Les similitudes avec T2: Judgment Day sont plus profondes que cela, mais il est indéniable qu'elles offrent un facteur de confort important pour le public. Vous ne pouvez pas ignorer le frisson d'anticipation qui accompagne la réapparition du chêne dans ces cuirs de marque et vous ne pouvez pas vous empêcher de frapper l'air avec joie alors que l'Arniebot piledrives dans son electrorival pour la première fois.

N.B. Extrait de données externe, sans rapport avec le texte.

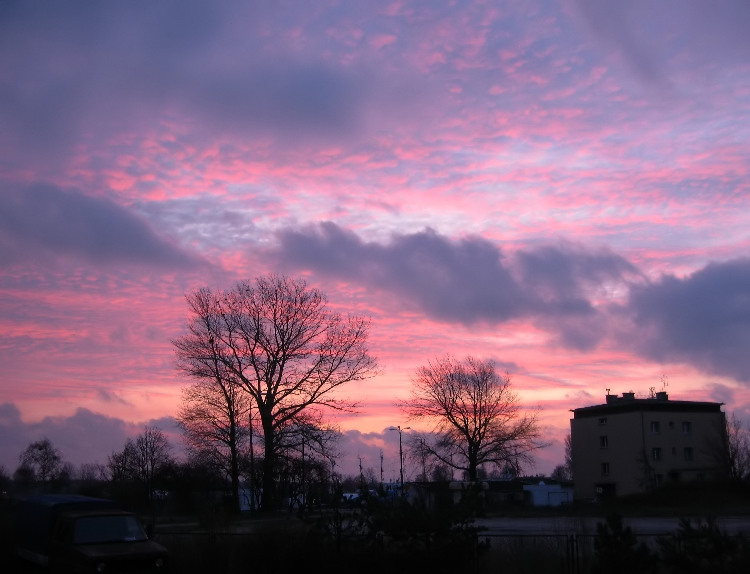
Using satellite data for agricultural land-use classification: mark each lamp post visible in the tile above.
[388,426,411,494]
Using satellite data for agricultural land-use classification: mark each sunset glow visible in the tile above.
[0,0,750,482]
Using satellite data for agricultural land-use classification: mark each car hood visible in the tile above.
[75,540,167,560]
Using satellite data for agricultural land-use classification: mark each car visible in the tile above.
[15,495,168,574]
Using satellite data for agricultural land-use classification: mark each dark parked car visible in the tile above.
[15,495,168,574]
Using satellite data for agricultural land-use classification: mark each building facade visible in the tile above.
[570,392,726,500]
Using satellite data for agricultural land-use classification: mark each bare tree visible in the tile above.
[177,356,252,510]
[135,426,171,501]
[18,438,65,483]
[402,356,544,481]
[721,413,750,480]
[173,275,376,510]
[106,439,138,483]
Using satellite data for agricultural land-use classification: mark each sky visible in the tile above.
[0,0,750,484]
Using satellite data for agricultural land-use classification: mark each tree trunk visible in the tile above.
[260,412,278,512]
[229,419,240,514]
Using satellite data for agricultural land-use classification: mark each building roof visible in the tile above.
[571,392,724,419]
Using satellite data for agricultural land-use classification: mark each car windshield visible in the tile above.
[73,515,148,544]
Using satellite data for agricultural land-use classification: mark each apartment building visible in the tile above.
[570,390,726,499]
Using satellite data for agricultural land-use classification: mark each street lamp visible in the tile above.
[388,426,411,494]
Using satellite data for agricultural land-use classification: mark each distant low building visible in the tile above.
[570,392,726,499]
[523,480,573,506]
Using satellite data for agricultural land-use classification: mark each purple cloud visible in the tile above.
[272,222,636,347]
[629,259,750,383]
[0,184,202,269]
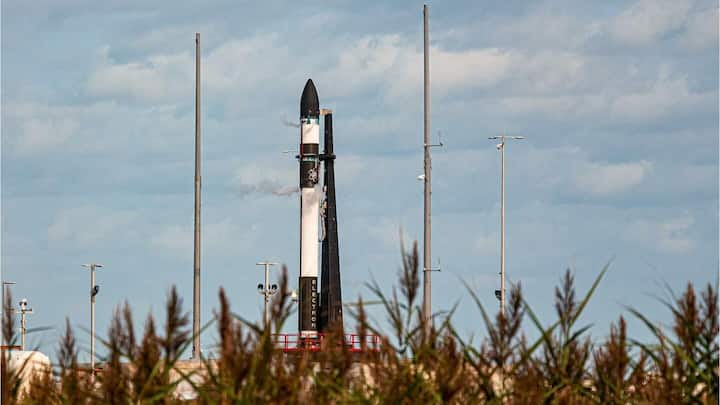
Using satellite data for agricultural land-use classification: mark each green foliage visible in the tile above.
[0,243,720,404]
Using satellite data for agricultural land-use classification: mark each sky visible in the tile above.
[1,0,718,358]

Jonathan Mostow a toujours fait preuve d'un talent pour savoir ce qu'un public attend d'un thriller d'action - puis le livrer à la pelle. En ce sens, au moins, il est un digne successeur de Cameron à la tête de la franchise T. Prenez la scène de poursuite de la grue, dans laquelle la femmebot de Loken écrase Schwarzy à travers les bâtiments et la circulation venant en sens inverse tout en se rapprochant simultanément de Connor à l'aide de voitures de police contrôlées par la nanotechnologie. Il correspond facilement à la séquence d'autoroute plus longue de Matrix Reloaded simplement en se sentant plus réel. Et le smackdown des toilettes Arnie / Loken est un truc viscéral, même si nous savons qu'ils sont tous les deux des machines. Schwarzenegger vole à travers les murs des cabines, Loken a la tête brisée à travers les urinoirs, les mouches en porcelaine, les jets d'eau et le public grimace et hurle.
Mais ce ne sont que des moments remarquables dans un film autrement joint-the-dots. Le T-X est une invention assez décente et Loken invoque la quantité requise de menace d'acier, mais elle est beaucoup moins impressionnante ou efficace que son prédécesseur, le T-1000 en métal liquide. Elle peut peut-être tirer des explosions électriques en transformant son bras en un engin semblable à un gode, mais pourquoi ses créateurs ont-ils pris la peine de revenir à cette ancienne structure d'endosquelette si elle est si défectueuse ? Et en ce qui concerne l'introduction des Terminators modernes, nous n'avons qu'un mot pour vous : Daleks. Toux.
L'élément humain ne s'en sort pas beaucoup mieux. John Connor de Nick Stahl est initialement intrigant : un décrocheur qui vit « hors réseau » au cas où d'autres automates seraient détournés vers lui. Mais il devient rapidement un faible pleurnichard. Claire Danes fait de son mieux en tant que femme audacieuse mais, bien que John lui dise qu'elle lui rappelle sa mère, elle est plus Sarah Connor en T1 qu'en T2. Ce qui signifie qu'elle passe la première moitié à crier ou à pleurnicher.
Et le grand homme lui-même ? Eh bien, c'est bon de revoir Arn en noir. Mais parfois, vous devez vous demander s'il essaie trop fort de parodier ses anciennes incarnations. Une veine d'humour est toujours une bonne chose dans un smash-banger d'été, d'autant plus que Matrix et Hulk en manquaient. Mais parfois, le soulagement plus comique d'Arnie que le protecteur féroce, et l'autodérision aspire presque complètement l'atmosphère maussade et apocalyptique.
Un point culminant audacieux offre une certaine rectification, bien qu'il arrive assez rapidement et vous vous demandez peut-être exactement comment T3 était le 'film le plus cher jamais éclairé'. Nous estimons que la majeure partie du budget a été dépensée pour éliminer les rides de Mr S. Après tout, c'est une préquelle. Refaire. Peu importe.
Action amusante de Mostow et Arnie, avec suffisamment de choses pour donner à la franchise une nouvelle étincelle de vie. Ne vous attendez pas à ce qu'il recâble la machine à succès de l'été.